O ator contracena em palco com Óscar Branco e é a primeira vez que interpreta um texto “mais literário”, “mais intelectual”, o que para ele foi “um desafio”. Além disso, reconhece que foi um texto que o ajudou a “quebrar muito estigmas” que tinha. “O preconceito todos temos, mesmo que digamos que não somos pessoas preconceituosas”, acrescentou.

“Quebrou-me muito, fez-me olhar para eles [povo africano] de outra maneira. Principalmente, para os combatentes, porque nunca tiveram acompanhamento e realmente há histórias com imagens horríveis: matar os ‘pretos’ e pô-los em barricas com sal, cortar braços, matar as próprias crianças e os filhos dos patrões onde trabalhavam. Estamos noutro tempo, mas a verdade é que também nós nunca estivemos nesse lado e não viemos de uma guerra onde vemos o pessoal a ser tratado como porcos, a salgar depois de mortos”, refere Fernando André.

Num cruzamento entre a “arte” e a “inserção social”, o ator considera que o teatro deve passar “uma mensagem” onde se possa “realmente fazer alguma coisa”, enquanto manifesto de progresso e reflexão.

Com a aproximação das celebrações do 25 de Abril, Fernando André alerta para a relevância que deveria ser dada ao debate sobre o tratamento que é dado aos retornados, ou aos que não retornaram e ficaram abandonados, “como o caso dos flechas, que na altura eram portugueses, porque ainda não tinham a independência e lutavam ao nosso lado”.

O “luto” que Portugal “ainda não fez”

Texto de apresentação da peça. Foto: Carlota Nery/JPN Foto: Carlota Nery/ JPN

“Uma Noite de Solidão no Capim” caminha no sentido do “luto” que “Portugal ainda não fez”. O encenador Castro Guedes menciona, por exemplo, a atitude dos americanos perante a guerra do Vietname, que se manifesta fortemente nas artes e cultura, o que se entende por consciencialização de um passado que não se remedeia mais.
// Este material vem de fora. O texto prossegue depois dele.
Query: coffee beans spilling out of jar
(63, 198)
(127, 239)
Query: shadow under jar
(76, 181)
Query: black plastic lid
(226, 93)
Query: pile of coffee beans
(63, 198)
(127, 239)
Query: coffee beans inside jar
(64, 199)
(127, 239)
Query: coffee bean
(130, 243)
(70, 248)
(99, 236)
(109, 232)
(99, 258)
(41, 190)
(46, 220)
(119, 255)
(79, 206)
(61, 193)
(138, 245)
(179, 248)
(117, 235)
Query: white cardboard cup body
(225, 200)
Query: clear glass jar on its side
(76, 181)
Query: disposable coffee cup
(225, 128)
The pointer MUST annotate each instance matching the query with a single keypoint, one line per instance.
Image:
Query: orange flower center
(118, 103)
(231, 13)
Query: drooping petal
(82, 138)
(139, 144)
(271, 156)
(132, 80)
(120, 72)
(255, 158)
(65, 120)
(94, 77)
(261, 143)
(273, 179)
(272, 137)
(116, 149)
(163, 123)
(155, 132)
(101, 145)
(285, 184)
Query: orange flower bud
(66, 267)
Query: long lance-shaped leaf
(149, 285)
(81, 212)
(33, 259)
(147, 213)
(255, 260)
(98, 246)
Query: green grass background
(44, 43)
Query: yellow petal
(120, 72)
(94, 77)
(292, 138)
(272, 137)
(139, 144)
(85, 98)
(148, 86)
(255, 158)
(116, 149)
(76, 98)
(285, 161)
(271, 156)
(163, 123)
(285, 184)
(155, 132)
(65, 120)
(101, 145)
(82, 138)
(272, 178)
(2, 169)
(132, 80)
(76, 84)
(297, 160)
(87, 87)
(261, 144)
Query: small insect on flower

O ator Óscar Branco também acrescenta que existem “filmes fantásticos, peças de teatro fantásticas sobre o Vietname”. “Eles curaram-no… Nós não. Escondemo-nos sempre. Ainda há tensões, é violento”, sintetiza.
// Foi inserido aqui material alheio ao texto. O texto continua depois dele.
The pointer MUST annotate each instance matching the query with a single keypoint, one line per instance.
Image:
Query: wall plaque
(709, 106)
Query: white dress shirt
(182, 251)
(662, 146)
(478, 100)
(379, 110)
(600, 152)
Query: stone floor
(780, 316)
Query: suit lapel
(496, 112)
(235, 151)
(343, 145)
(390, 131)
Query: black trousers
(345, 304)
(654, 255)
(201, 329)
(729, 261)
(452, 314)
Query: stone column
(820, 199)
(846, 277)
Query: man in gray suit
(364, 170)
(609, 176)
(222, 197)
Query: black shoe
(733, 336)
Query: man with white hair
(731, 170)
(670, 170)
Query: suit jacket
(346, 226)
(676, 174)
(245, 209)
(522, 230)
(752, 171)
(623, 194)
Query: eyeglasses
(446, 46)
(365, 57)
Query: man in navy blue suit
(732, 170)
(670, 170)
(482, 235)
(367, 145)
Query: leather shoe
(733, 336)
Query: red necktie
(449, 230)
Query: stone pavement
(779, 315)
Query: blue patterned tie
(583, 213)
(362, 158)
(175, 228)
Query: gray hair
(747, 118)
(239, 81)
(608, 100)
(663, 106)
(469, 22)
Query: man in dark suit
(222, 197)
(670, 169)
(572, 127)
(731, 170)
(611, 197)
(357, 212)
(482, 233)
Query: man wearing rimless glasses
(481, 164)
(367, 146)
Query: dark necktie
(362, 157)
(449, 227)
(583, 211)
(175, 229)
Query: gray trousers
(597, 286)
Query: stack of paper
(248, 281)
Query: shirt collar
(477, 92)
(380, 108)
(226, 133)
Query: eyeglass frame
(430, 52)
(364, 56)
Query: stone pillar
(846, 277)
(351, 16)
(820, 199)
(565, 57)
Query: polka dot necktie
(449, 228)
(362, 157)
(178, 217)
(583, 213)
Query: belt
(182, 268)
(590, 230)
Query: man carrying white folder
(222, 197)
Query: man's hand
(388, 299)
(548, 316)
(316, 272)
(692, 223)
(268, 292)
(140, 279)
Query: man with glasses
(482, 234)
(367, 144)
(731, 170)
Já os portugueses, “em relação à guerra colonial, não sei bem porquê, talvez por características do povo, talvez por ter sido resultado de um acontecimento que também fez mudar o próprio regime, continuamos a ter dificuldade em falar sobre isso”, acrescentou.

“Uma Noite de Solidão no Capim” promete um desenvolvimento de uma relação improvável, ao mesmo tempo que sentimentos tão diferentes e intensos vão tomando conta do palco. Numa peça, onde do medo nasce a empatia e onde os tiros cessam para dar lugar aos cravos.

Depois da estreia no Porto, a peça segue, em abril, para Santa Maria da Feira e, depois, para Freamunde. Em maio, chega às Caldas da Rainha e, em setembro, a Vila Praia de Âncora. O bilhete tem um custo de 15 euros.